To avoid spending your hard-earned money on new outdoor gear, invest in a gear repair kit. Keep one in your thru-hiking backpack, your gear closet, or your car trunk. Next time something snaps, rips or leaks, reach not for your credit card, but for a nylon patch, a spare buckle, a tube of sealant. The following kit is our take on a portable and versatile outdoor gear repair toolbag. When your gear fails miles from civilization, it will prevent minor annoyances and major disasters alike.

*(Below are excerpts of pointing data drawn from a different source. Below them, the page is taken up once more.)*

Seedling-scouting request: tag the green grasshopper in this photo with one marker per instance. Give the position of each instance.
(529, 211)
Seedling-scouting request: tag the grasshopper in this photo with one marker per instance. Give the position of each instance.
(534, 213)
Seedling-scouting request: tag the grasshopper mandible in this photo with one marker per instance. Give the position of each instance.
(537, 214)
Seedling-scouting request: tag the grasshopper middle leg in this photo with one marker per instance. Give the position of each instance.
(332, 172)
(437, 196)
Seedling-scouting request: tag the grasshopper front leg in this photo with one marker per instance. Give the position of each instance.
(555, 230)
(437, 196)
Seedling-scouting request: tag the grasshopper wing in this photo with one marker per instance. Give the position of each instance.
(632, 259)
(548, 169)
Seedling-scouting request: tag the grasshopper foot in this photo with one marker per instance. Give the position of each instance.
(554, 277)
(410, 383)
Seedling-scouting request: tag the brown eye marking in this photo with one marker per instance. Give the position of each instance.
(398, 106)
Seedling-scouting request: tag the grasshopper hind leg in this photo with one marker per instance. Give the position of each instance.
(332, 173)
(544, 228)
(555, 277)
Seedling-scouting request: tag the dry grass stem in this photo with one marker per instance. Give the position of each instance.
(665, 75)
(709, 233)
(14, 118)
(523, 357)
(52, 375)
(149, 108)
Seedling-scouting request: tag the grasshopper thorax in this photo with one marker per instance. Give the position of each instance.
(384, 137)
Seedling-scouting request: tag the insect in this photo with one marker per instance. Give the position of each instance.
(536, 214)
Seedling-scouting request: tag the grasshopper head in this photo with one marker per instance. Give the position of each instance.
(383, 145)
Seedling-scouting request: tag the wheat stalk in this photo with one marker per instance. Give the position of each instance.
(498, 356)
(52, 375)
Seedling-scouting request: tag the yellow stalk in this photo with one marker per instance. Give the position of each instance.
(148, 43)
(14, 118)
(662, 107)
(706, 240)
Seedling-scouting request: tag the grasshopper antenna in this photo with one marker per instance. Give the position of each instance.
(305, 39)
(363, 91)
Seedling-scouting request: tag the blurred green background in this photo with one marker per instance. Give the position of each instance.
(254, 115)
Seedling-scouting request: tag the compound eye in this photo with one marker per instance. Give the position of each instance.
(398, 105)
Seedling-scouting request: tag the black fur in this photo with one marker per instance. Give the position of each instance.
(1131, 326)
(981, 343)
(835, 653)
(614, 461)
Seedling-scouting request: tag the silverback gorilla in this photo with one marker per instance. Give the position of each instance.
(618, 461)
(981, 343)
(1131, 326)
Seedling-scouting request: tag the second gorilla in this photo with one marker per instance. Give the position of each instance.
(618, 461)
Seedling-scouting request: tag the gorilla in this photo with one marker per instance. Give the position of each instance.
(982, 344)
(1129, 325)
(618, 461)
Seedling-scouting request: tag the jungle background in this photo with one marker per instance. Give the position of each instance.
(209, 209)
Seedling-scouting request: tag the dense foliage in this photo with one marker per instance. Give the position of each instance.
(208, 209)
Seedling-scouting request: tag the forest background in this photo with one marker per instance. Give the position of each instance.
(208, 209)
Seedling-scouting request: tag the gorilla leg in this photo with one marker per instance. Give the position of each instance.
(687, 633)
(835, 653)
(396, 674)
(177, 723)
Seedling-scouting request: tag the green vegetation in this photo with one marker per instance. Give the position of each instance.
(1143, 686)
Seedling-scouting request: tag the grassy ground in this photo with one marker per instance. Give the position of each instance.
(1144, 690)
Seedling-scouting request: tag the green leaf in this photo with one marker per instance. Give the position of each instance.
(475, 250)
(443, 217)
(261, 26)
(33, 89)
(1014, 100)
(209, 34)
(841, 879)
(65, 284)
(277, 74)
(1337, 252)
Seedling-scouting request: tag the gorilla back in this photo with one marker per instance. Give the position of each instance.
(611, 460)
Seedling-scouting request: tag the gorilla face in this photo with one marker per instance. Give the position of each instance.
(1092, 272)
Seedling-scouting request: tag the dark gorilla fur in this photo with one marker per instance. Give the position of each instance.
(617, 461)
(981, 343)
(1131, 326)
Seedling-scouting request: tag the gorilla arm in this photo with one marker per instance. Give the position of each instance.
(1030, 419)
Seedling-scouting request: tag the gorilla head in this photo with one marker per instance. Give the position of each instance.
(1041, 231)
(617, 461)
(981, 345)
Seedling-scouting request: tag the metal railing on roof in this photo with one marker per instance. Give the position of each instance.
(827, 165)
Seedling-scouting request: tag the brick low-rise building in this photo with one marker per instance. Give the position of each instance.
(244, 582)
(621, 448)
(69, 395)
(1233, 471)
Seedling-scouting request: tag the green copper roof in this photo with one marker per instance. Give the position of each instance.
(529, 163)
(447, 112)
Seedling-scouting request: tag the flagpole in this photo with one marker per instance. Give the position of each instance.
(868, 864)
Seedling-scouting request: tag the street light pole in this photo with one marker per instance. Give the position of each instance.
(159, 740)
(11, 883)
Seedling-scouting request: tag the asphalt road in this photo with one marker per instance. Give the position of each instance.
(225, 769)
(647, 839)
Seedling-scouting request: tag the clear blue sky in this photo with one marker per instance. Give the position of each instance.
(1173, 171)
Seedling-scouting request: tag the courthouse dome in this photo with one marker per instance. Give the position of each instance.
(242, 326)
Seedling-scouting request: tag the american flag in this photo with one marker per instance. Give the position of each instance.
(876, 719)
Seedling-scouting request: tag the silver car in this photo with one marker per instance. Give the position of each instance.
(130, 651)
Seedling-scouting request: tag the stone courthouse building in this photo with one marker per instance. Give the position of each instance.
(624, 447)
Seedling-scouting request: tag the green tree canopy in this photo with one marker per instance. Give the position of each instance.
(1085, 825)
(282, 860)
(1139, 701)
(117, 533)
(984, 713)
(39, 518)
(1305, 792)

Patagonia Black Hole Cube 3L
What good is a repair kit without a proper container? Not just any old cardboard box or ziplock baggie, mind you; a proper repair kit calls for something as strong and long-lasting as your hardshell jacket. The Patagonia Black Hole Cube‘s polyster ripstop and TPU-laminated shell is extremely durable and weather resistant; inside, two separate mesh pockets stow smaller knickknacks and printed repair instructions, while the two-liter main compartment neatly stows everything on this list.
Price: $29+
SOL Duct Tape
The old adage goes something like this: “Every problem in the world can be fixed with one of two items. If it moves and it shouldn’t, duct tape. If it doesn’t move and it should, WD-40.” For backpackers and campers, SOL’s pre-packaged, miniature duct tape cylinders make a lot more sense than an entire two-pound roll.
Price: $4
Seam Grip Waterproof Seam Sealer
Nearly all outdoor apparel and equipment has seams — the places where two materials, of one type or another, become one. But seams can split, and holes can open. Seam Sealer is a special glue that welds those materials back together. It works with nylon, vinyl, neoprene, PVC, rubber and leather.
Price: $7
Gear Aid Tenacious Tape Repair Patches
A hole opens up on your down jacket, and feathers come spewing out. Or maybe some drunk camper accidentally slashes a hole in your tent, and rain comes pouring in. Slap on some Tenacious Tape (not duct tape!) and you’re good.
Price: $3+
Gear Aid Outdoor Sewing Kit
Not all holes can be repaired with just tape and sealant. Some repairs require a good ol’-fashioned sewing kit. This one has all the essentials: thimble, seam ripper, thread, buttons, sewing needles, straight pins, safety pins and sewing manual.
Price: $9
Sterling Rope Parachute 550 Paracord
Less a repair tool, more a replacement part for snapped guy-lines and other stringy equipment. Paracord has probably a gazillion other practical uses, too.
Price: $6+
Leatherman Micra Multi-Tool
Leatherman’s most compact multi-tool packs ten useful tools, seven of which will come in handy for a variety of field repairs: knife, scissors, three screwdrivers, ruler and tweezers. The other three — nail cleaner, bottle opener and nail file — are handy, too, but in other ways.
Price: $30
Soto Pocket Torch
The Soto Pocket Torch turns any old rectangular disposable lighter into a powerful, wind-resistant burner capable of emitting a 2,300-degree-Fahrenheit blue flame. Use it to meld together hard objects, cut and sear rope and more.
Price: $20+
Gear Aid Tent Pole Splint
Like human bones, tent poles break when bent at weird angles or put under large amounts of pressure. Also like human bones, tent poles can be splinted in the field. Slide this aluminum cylinder over the broken section, wrap it in some duct tape, and you’re set.
Price: $6
Gear Aid Snap Bar Repair Buckle
Most backpacks have at least two or three plastic buckles. Some of them, like the hip belt buckle, are crucial to a hiker’s comfort. This buckle snaps on and off much easier than a traditional buckle, making replacements exceptionally quick and easy.
Price: $5+
MSR Expedition Service Kit
Liquid-fuel stoves are perhaps the most popular and most versatile form of backcounty cooking equipment. But most liquid-fuel stoves have dozens of parts, which, when they fail, can cause major headaches. While MSR’s Expedition Service Kit is intended for MSR’s own range of liquid-fuel stoves, it contains a number of stove-specific tools that’ll repair just about any liquid-fuel stove, MSR or not.
Price: $25
Zip-Ties
Dirt cheap and as plainly utilitarian as duct tape. The repair possibilities are virtually limitless.